An interesting feature of the data analyzed by this group is the dramatic change that occurred during the time range studied. The earliest data were collected from an era before any public health practices to prevent the spread of disease were in place. On the other hand, the most recent data reflect a time after the introduction of the smallpox vaccine, as the number of deaths from smallpox declined and ultimately disappeared.
“During the time period covered by the data, smallpox changed from a terrifying and unavoidable danger to an easily preventable infection. Introduction of better control measures, especially vaccination, naturally led to decreased smallpox mortality and eventually eradication,” notes Earn.
A number of major demographic and social changes also occurred in London during this time period. The authors suggest that major historical events, such as the Industrial Revolution, could potentially have had an impact on smallpox dynamics due to increases in population size and density, which could affect virus transmission and epidemic patterns.

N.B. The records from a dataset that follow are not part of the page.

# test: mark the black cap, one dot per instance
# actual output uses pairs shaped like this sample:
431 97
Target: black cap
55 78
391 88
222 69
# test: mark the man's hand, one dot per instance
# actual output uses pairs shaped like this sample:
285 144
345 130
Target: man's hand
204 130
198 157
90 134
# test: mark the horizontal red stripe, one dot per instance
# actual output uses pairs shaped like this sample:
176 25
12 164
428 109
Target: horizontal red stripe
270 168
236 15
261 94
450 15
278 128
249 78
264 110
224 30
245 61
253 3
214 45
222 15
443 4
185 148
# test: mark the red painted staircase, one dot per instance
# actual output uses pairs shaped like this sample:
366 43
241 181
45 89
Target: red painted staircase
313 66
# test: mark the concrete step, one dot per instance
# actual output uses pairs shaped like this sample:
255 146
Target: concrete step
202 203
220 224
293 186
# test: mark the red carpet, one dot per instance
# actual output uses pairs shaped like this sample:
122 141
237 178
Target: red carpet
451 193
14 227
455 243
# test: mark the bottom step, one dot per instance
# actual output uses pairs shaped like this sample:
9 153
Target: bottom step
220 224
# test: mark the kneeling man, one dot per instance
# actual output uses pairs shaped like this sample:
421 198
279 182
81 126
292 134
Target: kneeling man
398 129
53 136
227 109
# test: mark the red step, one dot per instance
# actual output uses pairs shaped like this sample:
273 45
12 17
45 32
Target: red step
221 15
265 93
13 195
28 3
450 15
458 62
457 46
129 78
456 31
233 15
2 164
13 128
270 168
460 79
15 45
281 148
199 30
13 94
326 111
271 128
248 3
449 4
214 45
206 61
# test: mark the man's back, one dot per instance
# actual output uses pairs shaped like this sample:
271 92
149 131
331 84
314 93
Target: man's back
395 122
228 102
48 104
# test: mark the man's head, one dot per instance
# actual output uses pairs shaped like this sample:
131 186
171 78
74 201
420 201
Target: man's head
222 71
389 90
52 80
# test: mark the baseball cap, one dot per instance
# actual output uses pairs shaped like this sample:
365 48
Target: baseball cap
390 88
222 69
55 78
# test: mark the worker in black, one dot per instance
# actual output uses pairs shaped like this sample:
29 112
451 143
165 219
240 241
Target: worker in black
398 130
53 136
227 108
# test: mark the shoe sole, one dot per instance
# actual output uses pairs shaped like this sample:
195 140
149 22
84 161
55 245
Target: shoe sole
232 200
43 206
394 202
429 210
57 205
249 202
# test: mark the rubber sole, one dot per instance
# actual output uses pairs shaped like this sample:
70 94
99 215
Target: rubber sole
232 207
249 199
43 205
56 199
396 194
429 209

How the smallpox epidemic ties into the COVID-19 crisis
Study authors emphasize that the introduction of the smallpox vaccine was a key factor for the successful eradication of smallpox. They also note other factors that made eradication possible including the absence of an animal reservoir, relatively low infectivity, and the presence of visible symptoms with each infection.
Smallpox is one of only two infectious diseases to have been completely wiped out through human efforts.
More broadly, the authors remark on the importance of considering the impact of intentional interventions and coincident events on disease dynamics when attempting to control the spread of any infection. This advice is especially relevant for the current COVID-19 pandemic, which the authors say has caused a surge of interest in the study of how public health interventions can influence the course of disease evolution.